Question: A bag is dropped from a helicopter rising vertically at a constant speed of 2 m/s. The distance betw...

Question

A bag is dropped from a helicopter rising vertically at a constant speed of 2 m/s. The distance between the two after 2s is (Given $g = 9 \cdot 8m{s^{ - 2}}$ ).
A) 4.9 m.
B) 19.6 m.
C) 29.4 m.
D) 39.2 m.

Answer 1

Solution

The speed of the helicopter is in upwards and therefore the bag will initially move upwards to reach at a point where the final velocity becomes zero and then the bag will start falling down towards ground as the acceleration due to gravity is always in the downwards direction.

Formula used: The formula of first relation of Newton’s law of motion is given by,
$\Rightarrow v = u + at$
Where final velocity is v initial velocity is u the acceleration is a and the time taken is t.
The formula of the second relation of Newton’s law of motion is given by,
$\Rightarrow s = ut + \dfrac{1}{2}at$
Where displacement is s the initial velocity is u the acceleration is a and the time taken is t.

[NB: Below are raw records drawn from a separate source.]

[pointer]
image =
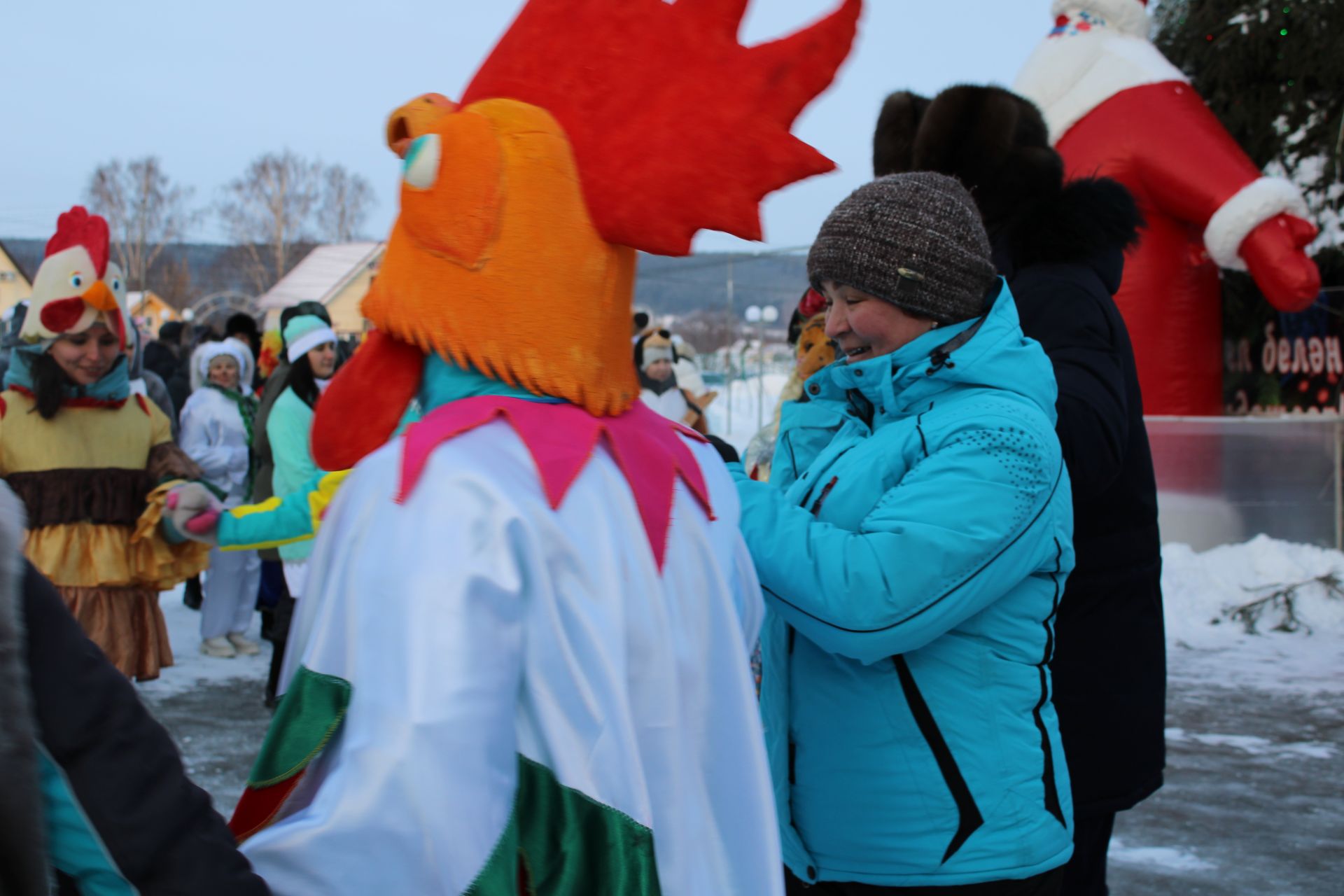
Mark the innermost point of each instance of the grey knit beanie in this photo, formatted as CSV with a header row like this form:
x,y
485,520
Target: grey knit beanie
x,y
913,239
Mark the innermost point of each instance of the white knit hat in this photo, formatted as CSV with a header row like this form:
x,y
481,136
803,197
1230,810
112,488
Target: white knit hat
x,y
304,333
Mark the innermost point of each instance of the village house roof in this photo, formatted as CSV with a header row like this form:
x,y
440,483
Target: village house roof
x,y
321,276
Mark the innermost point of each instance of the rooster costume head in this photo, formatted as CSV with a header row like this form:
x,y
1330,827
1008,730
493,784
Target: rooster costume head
x,y
76,285
596,130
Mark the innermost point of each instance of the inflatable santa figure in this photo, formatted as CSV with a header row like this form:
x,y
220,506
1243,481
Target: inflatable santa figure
x,y
1117,108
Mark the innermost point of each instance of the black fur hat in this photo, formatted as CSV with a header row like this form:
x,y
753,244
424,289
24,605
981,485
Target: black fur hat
x,y
990,139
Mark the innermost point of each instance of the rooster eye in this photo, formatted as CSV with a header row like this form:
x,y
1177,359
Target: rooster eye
x,y
421,167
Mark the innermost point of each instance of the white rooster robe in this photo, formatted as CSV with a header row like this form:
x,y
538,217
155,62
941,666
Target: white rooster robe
x,y
523,668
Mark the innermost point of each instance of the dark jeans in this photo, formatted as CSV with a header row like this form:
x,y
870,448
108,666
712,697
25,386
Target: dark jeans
x,y
284,613
1047,884
1085,875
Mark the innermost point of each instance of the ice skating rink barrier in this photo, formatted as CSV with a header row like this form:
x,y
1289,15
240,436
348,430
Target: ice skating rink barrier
x,y
1224,480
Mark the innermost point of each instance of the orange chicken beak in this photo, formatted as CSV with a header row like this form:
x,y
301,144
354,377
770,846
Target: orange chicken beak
x,y
99,296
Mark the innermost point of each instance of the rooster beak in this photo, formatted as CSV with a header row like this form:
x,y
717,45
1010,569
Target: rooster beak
x,y
416,118
99,296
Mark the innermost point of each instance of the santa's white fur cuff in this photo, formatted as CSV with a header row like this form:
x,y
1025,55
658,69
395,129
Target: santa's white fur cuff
x,y
1243,213
1128,16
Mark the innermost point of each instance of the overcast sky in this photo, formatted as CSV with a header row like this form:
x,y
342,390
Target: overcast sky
x,y
209,86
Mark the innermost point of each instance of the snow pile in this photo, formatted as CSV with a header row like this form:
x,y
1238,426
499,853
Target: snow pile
x,y
1205,643
190,665
748,406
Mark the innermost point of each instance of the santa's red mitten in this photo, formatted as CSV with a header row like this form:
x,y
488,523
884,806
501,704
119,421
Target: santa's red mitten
x,y
1273,254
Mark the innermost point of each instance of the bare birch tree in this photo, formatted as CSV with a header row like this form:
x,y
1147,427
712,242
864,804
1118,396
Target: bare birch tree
x,y
268,213
146,211
347,200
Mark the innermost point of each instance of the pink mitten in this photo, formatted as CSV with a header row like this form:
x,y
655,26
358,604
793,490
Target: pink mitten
x,y
194,511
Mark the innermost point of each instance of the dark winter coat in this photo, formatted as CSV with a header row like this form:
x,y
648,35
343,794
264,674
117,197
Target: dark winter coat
x,y
1063,264
171,370
89,778
1060,248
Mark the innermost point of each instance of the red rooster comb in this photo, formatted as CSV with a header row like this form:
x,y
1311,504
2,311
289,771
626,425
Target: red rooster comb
x,y
77,227
675,125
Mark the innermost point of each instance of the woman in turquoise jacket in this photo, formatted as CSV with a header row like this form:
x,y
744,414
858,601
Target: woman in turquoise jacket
x,y
913,543
311,347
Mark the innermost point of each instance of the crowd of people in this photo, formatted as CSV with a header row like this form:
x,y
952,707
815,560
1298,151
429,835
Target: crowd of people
x,y
518,657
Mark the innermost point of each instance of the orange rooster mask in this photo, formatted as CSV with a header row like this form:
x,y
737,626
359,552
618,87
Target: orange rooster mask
x,y
594,131
76,286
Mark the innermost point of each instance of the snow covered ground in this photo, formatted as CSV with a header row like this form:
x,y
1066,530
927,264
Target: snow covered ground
x,y
1205,645
1254,796
748,405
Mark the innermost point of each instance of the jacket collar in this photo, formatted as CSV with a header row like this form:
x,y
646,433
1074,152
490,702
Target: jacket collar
x,y
990,351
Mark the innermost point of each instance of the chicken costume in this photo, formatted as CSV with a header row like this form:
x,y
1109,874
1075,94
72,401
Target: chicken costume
x,y
94,476
522,662
1117,108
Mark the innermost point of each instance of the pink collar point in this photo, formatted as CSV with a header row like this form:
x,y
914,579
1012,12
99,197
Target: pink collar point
x,y
562,438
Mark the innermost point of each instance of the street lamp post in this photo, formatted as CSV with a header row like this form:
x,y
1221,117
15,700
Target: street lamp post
x,y
761,316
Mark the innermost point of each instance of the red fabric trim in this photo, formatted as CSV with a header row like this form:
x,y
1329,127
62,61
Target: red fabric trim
x,y
73,402
366,400
258,808
61,315
655,93
77,227
562,438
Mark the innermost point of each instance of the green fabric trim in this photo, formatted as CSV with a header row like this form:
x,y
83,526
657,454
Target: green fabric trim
x,y
444,382
569,844
308,716
74,846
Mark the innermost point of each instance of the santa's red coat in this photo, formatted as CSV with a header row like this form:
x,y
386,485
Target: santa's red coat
x,y
1119,109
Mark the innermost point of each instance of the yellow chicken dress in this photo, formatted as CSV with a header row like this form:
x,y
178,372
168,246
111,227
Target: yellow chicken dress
x,y
93,479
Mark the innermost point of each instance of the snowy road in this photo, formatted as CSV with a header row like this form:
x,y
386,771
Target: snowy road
x,y
1254,796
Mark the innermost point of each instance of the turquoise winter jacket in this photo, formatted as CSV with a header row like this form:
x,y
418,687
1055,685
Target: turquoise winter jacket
x,y
913,543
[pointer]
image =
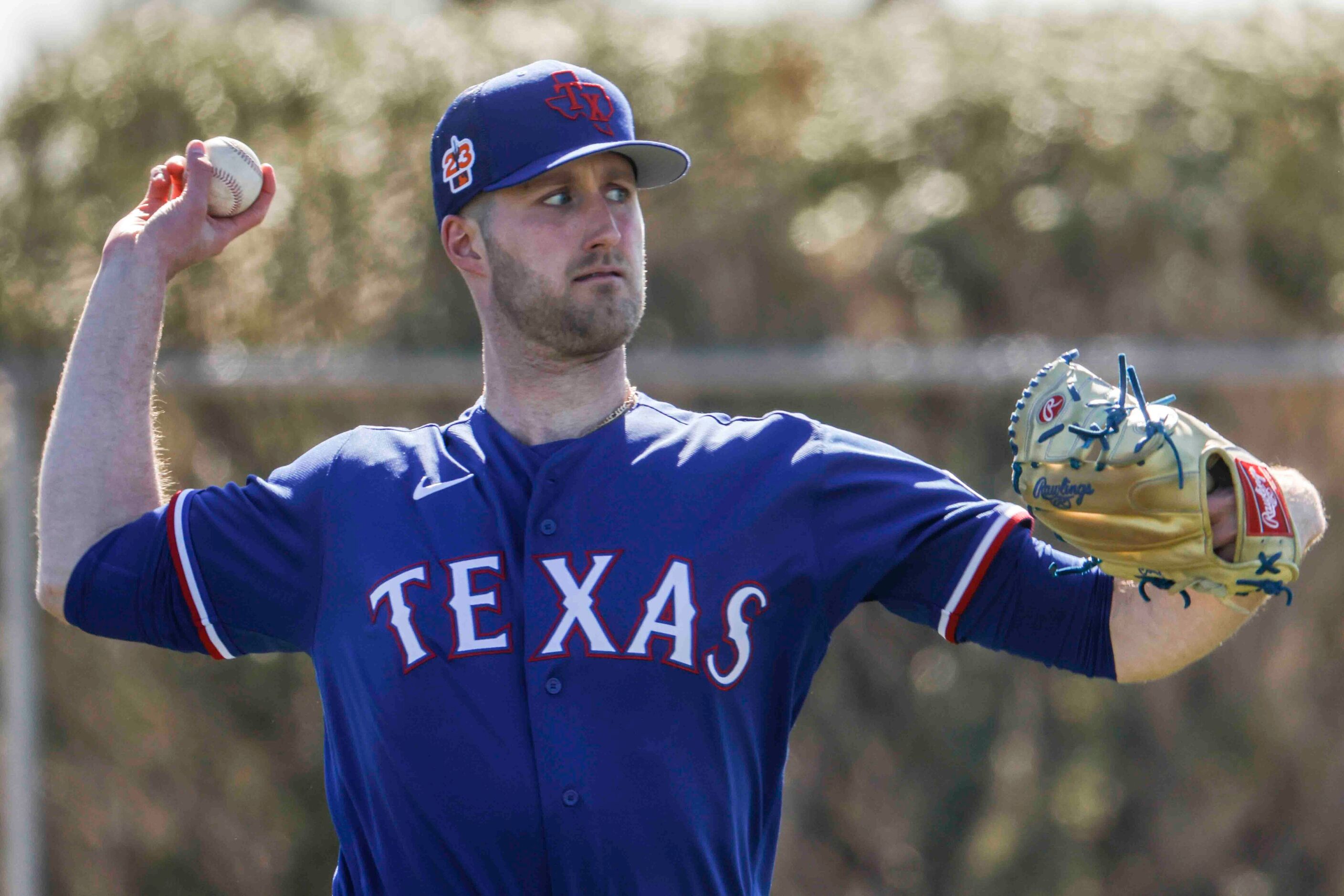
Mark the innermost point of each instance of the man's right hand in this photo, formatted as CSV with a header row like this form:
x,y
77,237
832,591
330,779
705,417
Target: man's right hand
x,y
171,229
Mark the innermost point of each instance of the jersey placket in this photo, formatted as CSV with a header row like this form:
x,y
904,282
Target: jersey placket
x,y
553,534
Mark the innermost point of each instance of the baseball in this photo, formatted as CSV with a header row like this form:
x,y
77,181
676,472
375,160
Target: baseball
x,y
237,180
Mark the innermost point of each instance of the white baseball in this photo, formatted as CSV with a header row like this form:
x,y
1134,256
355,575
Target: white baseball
x,y
237,182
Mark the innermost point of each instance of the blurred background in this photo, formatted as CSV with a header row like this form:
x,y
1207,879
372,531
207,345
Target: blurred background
x,y
870,178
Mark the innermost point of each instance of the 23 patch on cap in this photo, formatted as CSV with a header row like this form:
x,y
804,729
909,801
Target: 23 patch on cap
x,y
457,164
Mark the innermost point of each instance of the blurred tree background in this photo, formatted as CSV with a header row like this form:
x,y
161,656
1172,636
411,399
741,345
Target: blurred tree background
x,y
901,177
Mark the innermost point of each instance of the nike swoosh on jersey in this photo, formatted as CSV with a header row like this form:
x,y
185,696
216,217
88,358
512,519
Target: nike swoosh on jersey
x,y
425,487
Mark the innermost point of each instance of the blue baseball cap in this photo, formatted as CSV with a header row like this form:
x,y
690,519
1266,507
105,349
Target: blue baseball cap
x,y
531,120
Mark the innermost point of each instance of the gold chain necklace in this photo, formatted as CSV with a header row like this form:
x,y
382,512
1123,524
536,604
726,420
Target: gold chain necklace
x,y
632,398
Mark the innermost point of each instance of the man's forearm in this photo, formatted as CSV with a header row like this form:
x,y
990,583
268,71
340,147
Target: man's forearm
x,y
1152,640
98,467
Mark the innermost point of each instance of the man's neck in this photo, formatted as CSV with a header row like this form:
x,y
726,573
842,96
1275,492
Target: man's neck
x,y
539,399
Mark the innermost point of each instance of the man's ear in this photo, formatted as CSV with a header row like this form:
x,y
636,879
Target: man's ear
x,y
464,245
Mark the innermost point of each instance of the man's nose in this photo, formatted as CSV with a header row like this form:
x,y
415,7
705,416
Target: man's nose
x,y
604,230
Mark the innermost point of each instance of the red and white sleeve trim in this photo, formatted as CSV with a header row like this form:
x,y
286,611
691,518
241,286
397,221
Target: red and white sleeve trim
x,y
1006,521
189,579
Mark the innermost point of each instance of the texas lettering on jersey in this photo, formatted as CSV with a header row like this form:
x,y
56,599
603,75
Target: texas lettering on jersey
x,y
473,586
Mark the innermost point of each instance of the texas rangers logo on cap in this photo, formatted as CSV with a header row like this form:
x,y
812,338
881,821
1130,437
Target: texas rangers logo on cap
x,y
581,98
518,125
457,164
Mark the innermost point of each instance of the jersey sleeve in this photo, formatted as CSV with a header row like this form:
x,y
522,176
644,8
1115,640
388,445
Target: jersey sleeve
x,y
914,538
225,572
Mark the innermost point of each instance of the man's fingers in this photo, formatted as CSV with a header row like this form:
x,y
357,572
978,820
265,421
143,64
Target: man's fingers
x,y
1222,515
197,194
159,191
177,171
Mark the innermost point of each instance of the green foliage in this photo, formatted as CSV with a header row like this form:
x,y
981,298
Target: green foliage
x,y
901,177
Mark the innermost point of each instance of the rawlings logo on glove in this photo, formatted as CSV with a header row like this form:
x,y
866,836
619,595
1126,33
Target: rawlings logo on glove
x,y
1145,470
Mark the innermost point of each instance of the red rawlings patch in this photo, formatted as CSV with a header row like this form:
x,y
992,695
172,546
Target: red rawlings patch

Complete step by step solution:
It is given in the problem that a bag is dropped from a helicopter rising vertically at a constant speed of $2\dfrac{m}{s}$ and we need to find the distance between the bag and the helicopter after 2s.
The formula of first relation of Newton’s law of motion is given by,
$\Rightarrow v = u + at$
Where final velocity is v initial velocity is u the acceleration is a and the time taken is t.
The final velocity of the bag is equal to,
$\Rightarrow v = u + at$
The initial velocity of the bag is zero and the time taken is equal to 2s.
$\Rightarrow v = 0 + \left( {9 \cdot 8} \right) \cdot 2$
$\Rightarrow v = 19 \cdot 6\dfrac{m}{s}$
The formula of the second relation of Newton’s law of motion is given by,
$\Rightarrow s = ut + \dfrac{1}{2}at$
Where displacement is s the initial velocity is u the acceleration is a and the time taken is t.
The distance between bag and the helicopter is equal to,
$\Rightarrow s = \left( 0 \right) \cdot t + \dfrac{1}{2} \times \left( {9 \cdot 8} \right) \times {\left( 2 \right)^2}$
$\Rightarrow s = \dfrac{1}{2} \times \left( {9 \cdot 8} \right) \times {\left( 2 \right)^2}$
$\Rightarrow s = 19 \cdot 6m$
The distance between the helicopter and the bag after 2 sec is equal to $s = 19 \cdot 6m$ .

The correct answer for this problem is option (B).

Note: It is advisable to the students to understand and remember the relations in the formula of Newton’s law of motion. The initial velocity of the bag with respect to the helicopter is zero and as the time passes due to the acceleration due to gravity the velocity of the bag keeps on increasing till the bag reaches ground.